Increasing calls for updated safety regulations for oil tanker cars

US domestic oil production is at a 24 year high thanks to hydraulic fracturing or fracking, which extracts oil by blasting water mix with sand and chemicals underground to break apart shale rock.

As such, rail transport of oil is also rising. According to the Association of American Railroads, total chemical and petroleum carloads increased 8.8% over 2012 to 3,182,551 carloads. According to the Associated Press, the amount of oil shipped by rail has increased from 10,000 tanker cars in 2009 to more than 400,000 in 2013.

However, there are risk of spills when hazardous materials such as crude oil or fracking fluids are transported by trucks and trains, tankers and pipelines. For example, from January to November 2013, 137 such spills were reported from rail cars alone.

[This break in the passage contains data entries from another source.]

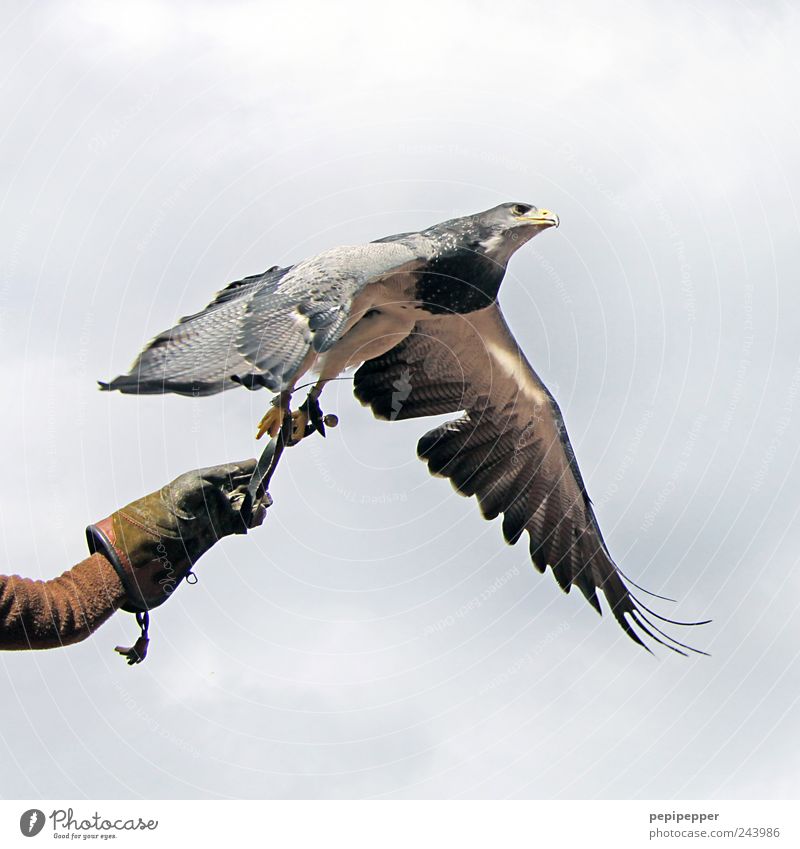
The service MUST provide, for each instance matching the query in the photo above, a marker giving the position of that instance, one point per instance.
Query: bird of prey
(418, 314)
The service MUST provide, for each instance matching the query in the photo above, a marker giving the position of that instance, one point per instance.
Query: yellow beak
(542, 216)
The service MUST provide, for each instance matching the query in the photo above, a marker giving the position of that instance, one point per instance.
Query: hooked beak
(541, 217)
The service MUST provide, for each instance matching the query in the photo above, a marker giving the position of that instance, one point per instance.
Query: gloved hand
(153, 543)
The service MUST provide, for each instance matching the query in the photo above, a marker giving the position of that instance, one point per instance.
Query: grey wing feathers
(260, 330)
(509, 448)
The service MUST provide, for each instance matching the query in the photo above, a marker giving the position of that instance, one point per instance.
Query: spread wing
(509, 448)
(261, 330)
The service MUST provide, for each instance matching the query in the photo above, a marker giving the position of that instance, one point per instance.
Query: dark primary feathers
(509, 448)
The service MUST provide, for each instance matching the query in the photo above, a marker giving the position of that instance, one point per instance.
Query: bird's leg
(275, 415)
(309, 418)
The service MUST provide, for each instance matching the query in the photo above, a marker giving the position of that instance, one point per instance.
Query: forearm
(64, 610)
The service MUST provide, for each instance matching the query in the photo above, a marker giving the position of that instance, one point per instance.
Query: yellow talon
(271, 422)
(299, 424)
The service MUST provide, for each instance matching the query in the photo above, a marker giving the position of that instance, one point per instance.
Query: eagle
(417, 314)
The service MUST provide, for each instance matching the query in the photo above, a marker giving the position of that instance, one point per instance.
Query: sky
(375, 637)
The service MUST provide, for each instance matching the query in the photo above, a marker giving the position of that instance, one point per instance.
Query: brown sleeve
(64, 610)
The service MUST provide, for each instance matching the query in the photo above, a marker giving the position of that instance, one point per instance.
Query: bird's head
(502, 230)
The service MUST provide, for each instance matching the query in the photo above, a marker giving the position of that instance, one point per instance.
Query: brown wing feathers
(509, 448)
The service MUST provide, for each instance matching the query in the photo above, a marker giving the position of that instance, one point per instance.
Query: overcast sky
(376, 637)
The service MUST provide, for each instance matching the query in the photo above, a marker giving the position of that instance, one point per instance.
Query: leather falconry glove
(154, 542)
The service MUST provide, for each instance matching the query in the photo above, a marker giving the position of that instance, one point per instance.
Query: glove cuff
(147, 584)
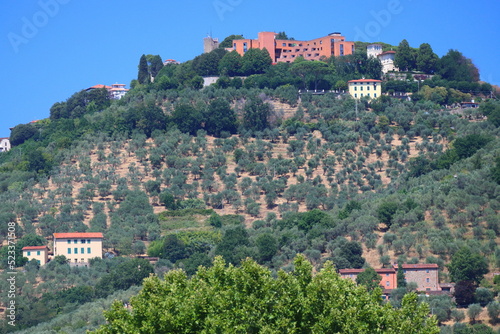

Not only is there a possibility of spillage but also a possibility of fire. Oil tanker cars in use today were designed for the heavy crude oil extracted primarily in Texas. But the Bakken oil has a lower flash point, meaning the vapors can ignite at a lower temperature. That requires thicker tank shells, puncture-resistant shields and stronger valve fittings to prevent spills that could easily explode.

A recent accident took place on December 30, in Casselton, North Dakota when 20 tank cars derailed. A preliminary investigation report released this week by the National Transportation Safety Board reported 18 of the 20 tank cars that derailed were punctured on BNSF tracks and that 400,000 gallons of crude oil spilled and igniting making it one the country’s largest oil spills from a train in decades.

To address some of these increasing transportation risks, the Association of American Railroads issued a press release in November urging the U.S. Department of Transportation to “press for improved federal tank car regulations by requiring all tank cars used to transport flammable liquids to be retrofitted or phased out, and new cars built to more stringent standards”.

“We believe it’s time for a thorough review of the U.S. tank car fleet that moves flammable liquids, particularly considering the recent increase in crude oil traffic,” said AAR President and CEO Edward R. Hamberger.

Since the Lac-Mégantic, Quebec train derailment on July 6, 2013 (See July 11, 2013 Ti brief: Deadly Oil Disaster Sparks Transportation Review) calls for both the Canada and the US governments to mandate updated safety regulations for oil tanker cars is on the rise. Expect progress to be made in 2014 in order to prevent another Lac-Mégantic or Casselton from occurring.